Als "Häuptling" der G-8 für 2006 hat Putin an diesem "moralischen" Gepäck besonders schwer zu tragen, will er den führenden Industrienationen eine Agenda unterbreiten, die der globalen Energieversorgung gewidmet ist. Andererseits: wenn Russland nach internationaler Aufwertung strebt, laden Energiefragen förmlich dazu ein, in konstruktivem Sinne aktiv zu werden. Wer genau hinschaut, dem kann nicht entgehen, dass es auf unserem Globus nicht sonderlich viele stabile Zonen gibt, in denen Energieressourcen lagern - die russischen gehören weitgehend dazu und sind für Westeuropa unverzichtbar. Es ist im Übrigen kein Zufall, dass die Versorgungsstränge für unseren Energiehaushalt sowohl von langjährigen (USA/Großbritannien) wie auch neuen (Polen) Freunden mit Argusaugen betrachtet werden. Auch die Ukraine hat hier ihren Part, wenn sie der so genannten "Alijew-Trasse" aus Baku über Odessa und Polen nach Deutschland den Vorzug geben will und Russland damit auszumanövrieren sucht.
Nach der Wiedervereinigung Deutschlands war es für Engländer, Norweger, Holländer und andere eine fast "kriegsentscheidende" Frage, ob deutsche Unternehmen an den Konsortien für die Öl- und Gassuche im Kaspischen Meer beteiligt sein sollten. Die Regierung Kohl stieg letztlich auf schwacher Basis in ein neues Konsortium ein - und es war eine der ersten Amtshandlungen des Kabinetts Schröder, diesen Anteil wieder aufzugeben. Auch künftig darf man getrost davon ausgehen, dass weder die Produzenten von Rohstoffen noch die Hersteller von Industriegütern sehenden Auges zulassen, dass die Marktkontrolle durch bestimmte Staaten (s. oben) bis zum Exzess getrieben wird.
Auffallend ist jedenfalls, dass entlang der Trassen aus dem russischen und zentralasiatischen Raum "politische Minenfelder" entstanden sind, die Anlass zu großer Besorgnis geben.
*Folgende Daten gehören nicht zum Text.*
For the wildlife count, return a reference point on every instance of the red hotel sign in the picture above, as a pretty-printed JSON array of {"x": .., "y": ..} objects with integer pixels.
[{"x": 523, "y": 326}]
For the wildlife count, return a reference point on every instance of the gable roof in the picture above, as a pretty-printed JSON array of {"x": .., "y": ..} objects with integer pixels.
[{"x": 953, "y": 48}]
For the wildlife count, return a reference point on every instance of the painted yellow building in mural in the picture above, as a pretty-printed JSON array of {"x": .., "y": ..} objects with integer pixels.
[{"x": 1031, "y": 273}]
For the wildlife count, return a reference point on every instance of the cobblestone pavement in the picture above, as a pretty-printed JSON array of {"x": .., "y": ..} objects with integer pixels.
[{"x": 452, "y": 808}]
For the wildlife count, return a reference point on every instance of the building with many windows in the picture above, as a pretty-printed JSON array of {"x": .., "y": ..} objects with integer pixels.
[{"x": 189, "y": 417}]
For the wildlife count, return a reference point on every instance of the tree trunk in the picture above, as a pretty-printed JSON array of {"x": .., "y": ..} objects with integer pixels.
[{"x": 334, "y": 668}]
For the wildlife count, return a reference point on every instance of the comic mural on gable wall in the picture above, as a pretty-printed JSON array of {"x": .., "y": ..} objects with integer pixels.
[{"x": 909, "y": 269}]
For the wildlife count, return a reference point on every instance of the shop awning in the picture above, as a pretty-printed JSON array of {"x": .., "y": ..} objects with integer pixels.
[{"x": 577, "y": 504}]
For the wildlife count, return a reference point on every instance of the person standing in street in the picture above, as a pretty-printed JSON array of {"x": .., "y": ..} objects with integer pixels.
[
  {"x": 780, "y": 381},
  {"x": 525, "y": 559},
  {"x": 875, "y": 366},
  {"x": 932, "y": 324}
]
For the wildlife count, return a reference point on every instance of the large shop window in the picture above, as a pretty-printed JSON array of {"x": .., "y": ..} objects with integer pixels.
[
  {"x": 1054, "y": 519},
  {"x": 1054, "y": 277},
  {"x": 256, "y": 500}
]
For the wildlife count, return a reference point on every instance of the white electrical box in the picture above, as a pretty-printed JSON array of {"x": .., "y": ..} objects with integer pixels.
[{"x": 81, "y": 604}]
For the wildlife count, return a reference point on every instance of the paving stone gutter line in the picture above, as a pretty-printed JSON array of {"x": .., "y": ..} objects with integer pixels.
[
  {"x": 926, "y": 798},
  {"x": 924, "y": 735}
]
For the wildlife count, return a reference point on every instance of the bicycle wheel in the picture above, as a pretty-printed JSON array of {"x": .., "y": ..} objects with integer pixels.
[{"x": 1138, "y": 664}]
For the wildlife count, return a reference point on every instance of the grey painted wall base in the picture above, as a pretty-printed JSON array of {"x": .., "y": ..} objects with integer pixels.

Dazu zählen die kurdischen Gebiete in der Türkei ebenso wie Nagorny Karabach, Ossetien und Abchasien im Kaukasus, nicht zuletzt die uigurischen Gebiete im Westen Chinas. Dem Vernehmen nach wird von der Bundesregierung energisch und konzeptionell daran gearbeitet, wie unter diesen Umständen die deutsche Energieversorgung auf absehbare Zeit gesichert werden soll. Ein sinnvolles Unterfangen, ist es von der Einsicht beseelt, unter veränderten globalen Bedingungen die eigenen Möglichkeiten neu zu bewerten. Dazu zählt auch die Kernenergie, und wenn es "nur" für 25 bis 50 Jahre sein sollte. Aber nach schöner deutscher Sitte ist der zukunftsträchtige Kugelhaufenreaktor aus Jülich nicht nur an der Abneigung gegen die Nuklearenergie, sondern auch an den Interessen der Großkonzerne gescheitert.
Willy Wimmer ist Bundestagsabgeordneter der CDU/CSU-Fraktion.